It's the mantra of our times: There is an urgent imperative to overhaul our enterprises with a raft of digital innovations: new smart products, new supply chains, new data sources, new channels, new business models. That is, seemingly urgent for everyone but the traditional IT department.
Yet as we look at the latest incremental IT budgets -- which I did earlier this week on ZDNet -- and even the more incremental foundational priorities of the average CIO, we see an increasingly large gap. A recent meta-survey of CIO priorities for 2015 shows that the most consistent top three goals for IT this year are high performance wireless, business analytics, and secure network access to the cloud.
These objectives are certainly necessary technology improvements to any organization. But they're also strikingly lacking in ambition, strategic business urgency, and very unlikely to help the organization find a path towards the future, as companies fight off a growing cohort of nimble digital competitors that are busy rethinking our industries in fundamentally contemporary terms.

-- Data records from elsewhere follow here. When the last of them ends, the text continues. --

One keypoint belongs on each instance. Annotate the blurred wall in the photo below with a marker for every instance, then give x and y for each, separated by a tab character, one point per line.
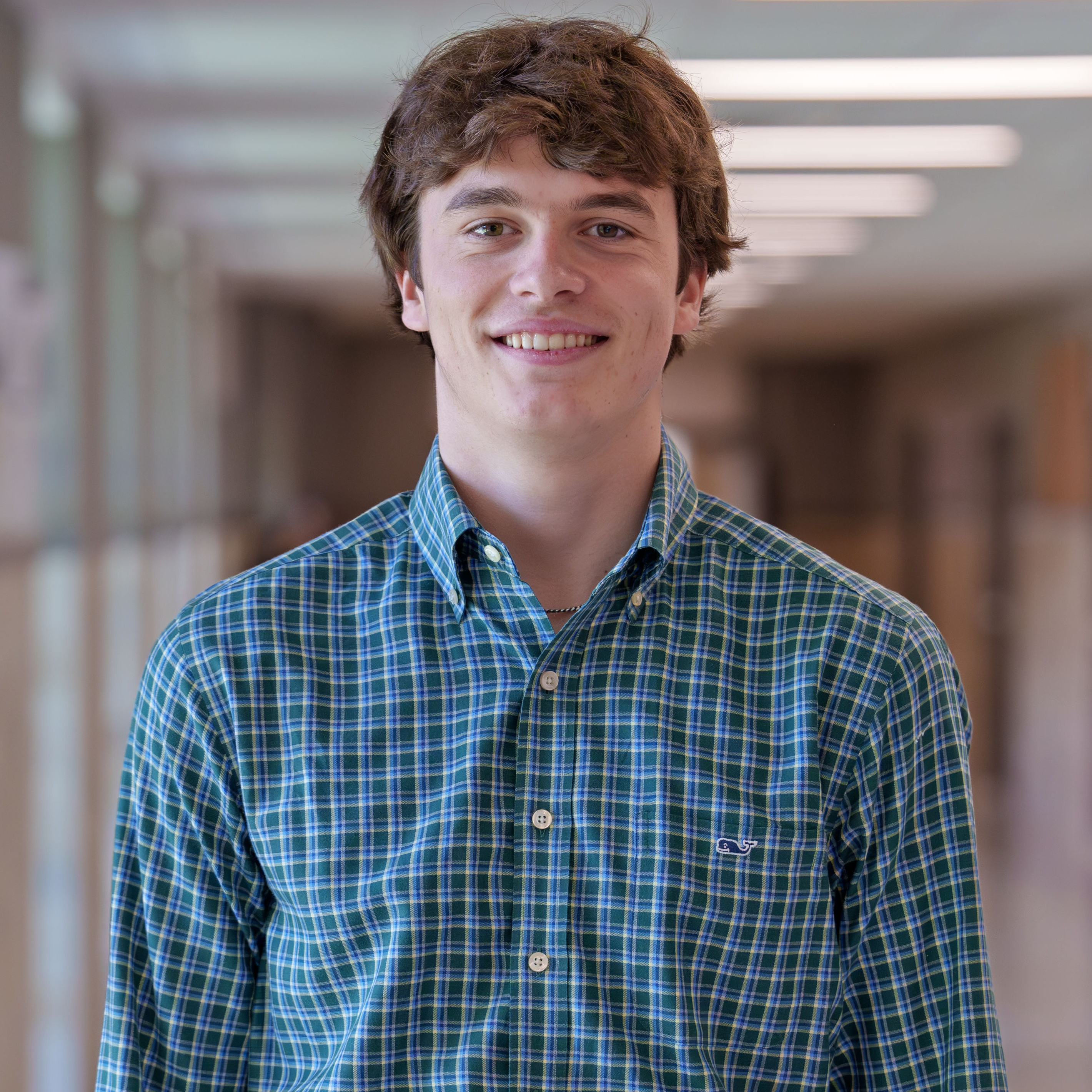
15	615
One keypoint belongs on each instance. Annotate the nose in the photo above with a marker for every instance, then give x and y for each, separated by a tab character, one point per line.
546	269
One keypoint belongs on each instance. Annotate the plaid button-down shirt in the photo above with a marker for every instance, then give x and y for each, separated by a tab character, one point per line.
759	872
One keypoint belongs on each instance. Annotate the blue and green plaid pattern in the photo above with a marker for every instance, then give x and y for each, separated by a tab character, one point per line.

While many leaders talk about the innovator's dilemma of not somehow shoehorning our organizations into the mold of Uber and Airbnb for our industry, the real risks are actually more complex and urgent than that. We're not just about to be pushed off the economic road by startups, but by global competitors moving much faster using new digital models, rapidly changing market expectations that pull the wind right out of our legacy businesses without determined digital reinvention, and perhaps worst of all, the now real existential technology threat to our organizations themselves.
We should be clear-eyed as to inaction: The ultimate outcome is market failure, then being merged or acquired for remaining assets, in a new digital world of zero marginal value for traditional business services.
As Brian Wilson recently pointed out, even formerly untouchable industries like banking have become targets for digital disruption. This is happening now to healthcare and insurance, as well as almost every other regulated industry.
At this point, as I look at what corporate leaders, especially boards of directors, can specifically do to rapidly stand-up organized and capable responses to digital change this year, I still see IT as having a central role in the change, but only if it can dramatically alter priorities and focus (while yes, also carrying out their original mandate as well as ever.)
Our attempts at digital transition
The responses that our enterprises have mounted in recent years have had limited effect, often because, as I explored on ZDNet, they're not nearly up to the scale of the challenge. These responses generally have been:
a) Install a Chief Digital Officer to make a P&L of existing and new digital assets.
b) Create a digital business Center of Excellence or strategic initiative.
c) Broadly seek out and work with industry partners who have more digital DNA to jointly develop products, often now through hackathons and contests.
d) Use M&A to buy the digital innovations needed to grow into new markets.
Unfortunately, each and every one of these responses has drawbacks, often substantial. For the most part, particularly for large established organizations, these approaches fail the big test: Will they propel the existing lines of business into the future, or does they just create a apartheid-style model of corporate structure where the legacy business is largely cut off from growth, and only the new digital departments thrive?
There is also the very real and difficult challenge of asking these questions, because that's the very definition of what happens during creative destruction: Legacy products and services dwindle in customer popularity and that part of the business shrinks, while new people with the right skills and acumen join the rapidly growing side of the business.
But meaningful digital transformation is a potentially much less destructive process, more akin to morphing the existing business in place from a legacy caterpillar to beautiful new digital butterfly. There are a lot of good reasons to go down this path, in that it's almost certainly better for everyone if it can be achieved. There will be less unexpected dislocation, a smoother transition for customers, employees, and shareholders, and much better use of existing strengths and resources, to name some of the key benefits.
The issues that CIOs must overcome
But the reason IT leaders in particular struggle boils down to some very hard to resolve obstacles. The long-standing and well known issues holding IT back from digital leadership and results are:
- IT being perceived as a cost center, and its budget is allocated as such. So the requisite boosts in tech spending for transformation increasingly aren't happening in IT, but elsewhere.
- IT departments in charge of business continuity and keeping things running as job #1, far more than they are allowed to innovate.
- Too few skills in creating businesses and being entrepreneurs, and too many staff hired because they can manage risk well in a mature operation.
- Poor alignment or credibility with the business, especially within mid-level IT management, and a tactical, "Dr. No" mindset.
Top sponsor + new change models = success
But ironically IT is well positioned for digital change in many respects: It has most of the technology, the lion's share of the technical know-how, almost all of the data, and is lacking only in corporate mandate, innovation skills/mindset, and resources suitable to break new ground.
The CIO can bring many strengths to the table for digital transformation, but needs a partner to overcome many of these weaknesses and deliver. That partner is one that the CIO must either find on the board or in the strongest owners within the lines of business, or both. This partner can provide business acumen, imperative, and resources. Combined together with the latest change processes, I believe they can create a new digital capability that can take an organization directly into the future.